AI Integration: Balancing Objectivity and Accountability in Legal and Financial Sectors

The volatility and subjectivity inherent in human decision-making open a wide-ranging discussion about the potential incorporation of Artificial Intelligence (AI) into legal and financial sectors. At the end of the day, a trial is essentially a data-processing operation. Lawyers on both sides focus on presenting information favorably to their clients, at the same time excluding unfavorable information. Finally, a judge or jury processes the information and delivers a result.

In civil trials where a preponderance of the evidence standard is applied, the judge or jury is expected to determine which side holds at least 51% probability of being in the right. Depending on the severity and nature of the case, this percentage threshold increases. The burden of proof is greater in cases with a clear and convincing evidentiary standard, and highest for a criminal conviction, which requires proof beyond a reasonable doubt.

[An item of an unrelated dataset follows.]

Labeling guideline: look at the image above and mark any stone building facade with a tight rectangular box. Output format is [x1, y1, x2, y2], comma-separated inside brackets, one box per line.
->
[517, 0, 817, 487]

The primary challenge with this system is the struggle to find a completely objective human being. Even though judges strive to apply the law evenly and fairly and the jury selection process usually weeds out the most biased potential jurors, the influence of human bias is hard to remove entirely. For instance, research suggests that judges who are hungrier often impose harsher sentences on criminal defendants, drawing attention to the impact of extraneous factors on human judgement.

Conversely, computers do not experience fatigue or hunger. They remain neutral, unaffected by human biases. Computers can make decisions based on information, uninfluenced by extraneous factors that might colour human judgement. This opens up a world of possibilities where AI could make decisions in legal proceedings, potentially with more precision and objectivity. For example, AI has demonstrated impressive results in games such as chess where the rules are well defined and an abundance of data is available to train the AI model. This might be the path to consider for a judicial system.

However, in the legal sphere, lawyers govern their own profession and it is the prerogative of human judges to decide the constitutionality of assigning a real case to an AI judge. Therefore, any kind of comprehensive AI takeover of the legal field might face significant obstacles. Other fields with lower entry barriers like finance might be more suitable for AI integration.

The Federal Reserve’s attempt to control inflation with an only tool, i.e. raising interest rates, provides an interesting case study. This decision-making process is mostly conducted by a group of highly educated and intelligent individuals evaluating data. Nevertheless, this evaluation is essentially a guess. As human judgement isn’t always perfect in making such guesses, it might be beneficial to consider AI’s ability to make better decisions when fed good information, as proven in the past.

Ultimately, whether we actually reach a stage where it’s feasible to present a court case to a supercomputer remains to be seen. It seems a little unrealistic currently. However, the potential of AI in replacing human decision makers in complex sectors like law and finance cannot be overlooked.

The idea of AI integration in these sectors raises interesting questions and poses significant challenges. It is an area that certainly requires more research, discussion and exploration. The potential benefits should be weighed against ethical considerations to ensuring fairness and accountability in AI systems.